Allen hit his first MLB home run against the Texas Rangers on August 5, a two-run shot to give the A's a 5–4 lead they would not relinquish. The A's beat the Rangers 6–4 that night. Two days later, with two outs in the 13th inning and an 0–2 count against him, Allen drove in a run with a single to tie the game at 2, sparking the A's to a come-from-behind 3–2 walk-off win over the Houston Astros.

On August 9, 2020, Allen was ejected for the first time in his career for his role in a bench-clearing incident involving Ramon Laureano and Alex Cintron. Despite the ejection, Major League Baseball decided not to suspend Allen for the incident.

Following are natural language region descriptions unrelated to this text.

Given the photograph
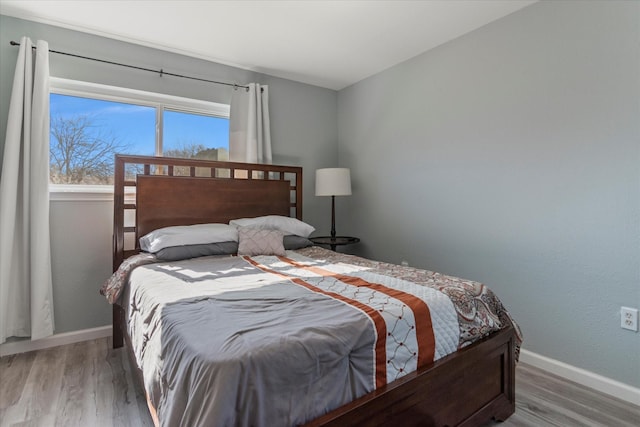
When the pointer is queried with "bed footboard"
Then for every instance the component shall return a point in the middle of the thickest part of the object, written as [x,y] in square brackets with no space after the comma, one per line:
[466,388]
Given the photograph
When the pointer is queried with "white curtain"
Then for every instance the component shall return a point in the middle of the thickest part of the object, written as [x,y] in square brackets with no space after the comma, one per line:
[249,131]
[26,300]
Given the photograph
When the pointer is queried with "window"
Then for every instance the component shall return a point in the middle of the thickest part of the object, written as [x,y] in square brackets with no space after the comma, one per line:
[90,123]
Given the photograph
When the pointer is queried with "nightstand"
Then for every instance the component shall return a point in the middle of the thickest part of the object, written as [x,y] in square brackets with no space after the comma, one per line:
[334,241]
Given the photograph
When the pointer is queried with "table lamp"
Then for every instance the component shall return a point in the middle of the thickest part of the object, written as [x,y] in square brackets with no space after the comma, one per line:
[333,182]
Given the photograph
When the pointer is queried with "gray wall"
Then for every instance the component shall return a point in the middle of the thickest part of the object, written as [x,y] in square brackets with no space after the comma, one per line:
[511,156]
[304,133]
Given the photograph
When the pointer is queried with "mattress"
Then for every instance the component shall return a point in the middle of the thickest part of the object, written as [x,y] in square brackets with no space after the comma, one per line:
[281,340]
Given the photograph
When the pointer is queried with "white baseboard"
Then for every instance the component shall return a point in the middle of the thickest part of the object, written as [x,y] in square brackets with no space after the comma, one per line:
[16,347]
[581,376]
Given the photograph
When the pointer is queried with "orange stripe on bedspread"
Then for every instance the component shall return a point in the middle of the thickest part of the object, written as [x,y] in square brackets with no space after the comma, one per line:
[378,321]
[422,315]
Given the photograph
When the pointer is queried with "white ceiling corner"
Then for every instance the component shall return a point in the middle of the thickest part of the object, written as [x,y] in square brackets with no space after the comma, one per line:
[331,44]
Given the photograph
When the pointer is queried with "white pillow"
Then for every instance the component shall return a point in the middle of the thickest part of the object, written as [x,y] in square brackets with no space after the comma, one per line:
[276,222]
[187,235]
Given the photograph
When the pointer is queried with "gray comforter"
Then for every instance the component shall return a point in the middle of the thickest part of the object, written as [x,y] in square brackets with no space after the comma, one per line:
[268,341]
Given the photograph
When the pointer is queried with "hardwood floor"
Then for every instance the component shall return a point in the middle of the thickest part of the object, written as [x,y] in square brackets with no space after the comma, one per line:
[90,384]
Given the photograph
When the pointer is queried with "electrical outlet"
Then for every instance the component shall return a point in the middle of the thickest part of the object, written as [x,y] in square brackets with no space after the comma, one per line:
[629,318]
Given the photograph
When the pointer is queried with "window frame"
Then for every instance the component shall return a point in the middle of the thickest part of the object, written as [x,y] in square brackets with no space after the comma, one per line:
[160,102]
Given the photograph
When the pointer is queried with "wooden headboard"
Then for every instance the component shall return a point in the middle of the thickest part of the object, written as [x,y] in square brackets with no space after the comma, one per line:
[167,191]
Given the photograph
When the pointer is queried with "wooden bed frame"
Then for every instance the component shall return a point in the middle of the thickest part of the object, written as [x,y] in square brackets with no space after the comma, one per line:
[466,388]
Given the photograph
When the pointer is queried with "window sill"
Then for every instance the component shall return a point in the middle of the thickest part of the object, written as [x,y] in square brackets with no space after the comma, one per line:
[61,192]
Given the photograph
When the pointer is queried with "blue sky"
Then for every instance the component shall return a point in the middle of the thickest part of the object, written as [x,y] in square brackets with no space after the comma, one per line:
[134,125]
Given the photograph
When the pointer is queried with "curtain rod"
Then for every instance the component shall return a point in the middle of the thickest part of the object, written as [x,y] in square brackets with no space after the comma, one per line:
[161,72]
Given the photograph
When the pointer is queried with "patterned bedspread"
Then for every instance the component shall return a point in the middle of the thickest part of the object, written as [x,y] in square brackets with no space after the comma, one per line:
[270,340]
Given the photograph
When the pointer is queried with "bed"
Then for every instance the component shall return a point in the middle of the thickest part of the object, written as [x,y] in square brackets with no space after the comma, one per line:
[436,386]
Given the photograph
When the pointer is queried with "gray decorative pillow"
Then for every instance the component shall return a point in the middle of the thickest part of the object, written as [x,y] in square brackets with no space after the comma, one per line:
[257,241]
[176,253]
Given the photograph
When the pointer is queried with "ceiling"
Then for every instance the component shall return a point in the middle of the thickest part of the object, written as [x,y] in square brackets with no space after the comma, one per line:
[332,44]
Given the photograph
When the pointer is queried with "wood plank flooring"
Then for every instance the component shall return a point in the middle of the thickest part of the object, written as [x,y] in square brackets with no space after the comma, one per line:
[90,384]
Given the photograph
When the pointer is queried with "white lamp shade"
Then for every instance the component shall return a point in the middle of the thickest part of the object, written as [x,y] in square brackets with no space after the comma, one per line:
[333,182]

The Athletics designated Allen for assignment on May 2, 2022, and outrighted him to the minor leagues.

===St. Louis Cardinals===
On August 2, 2022, Allen was traded to the St. Louis Cardinals in exchange for Carlos Guarate. In 20 games for the Triple–A Memphis Redbirds, he batted .318/.395/.470 with 2 home runs and 14 RBI. He elected free agency following the season on November 10.

===Miami Marlins===
On December 5, 2022, Allen signed a minor league contract with the Miami Marlins organization. He played in 91 games for the Triple–A Jacksonville Jumbo Shrimp, batting .225/.312/.491 with 23 home runs and 67 RBI. Allen elected free agency following the season on November 6.

=== New York Mets ===
On January 16, 2024, Allen signed a minor league contract with the New York Mets organization. He split the year between the rookie-level Florida Complex League Mets, Single-A St. Lucie Mets, High-A Brooklyn Cyclones, and Triple-A Syracuse Mets. In 53 combined appearances, Allen hit .251/.293/.411 with eight home runs and 27 RBI. He elected free agency following the season on November 4.

===Caliente de Durango===
On January 22, 2025, Allen signed with the Guerreros de Oaxaca of the Mexican League. Allen did not appear for Oaxaca before he signed with the Caliente de Durango on May 19. In five appearances for Durango, he went 3-for-16 (.188) with three RBI and one walk. Allen was released by the Caliente on June 2.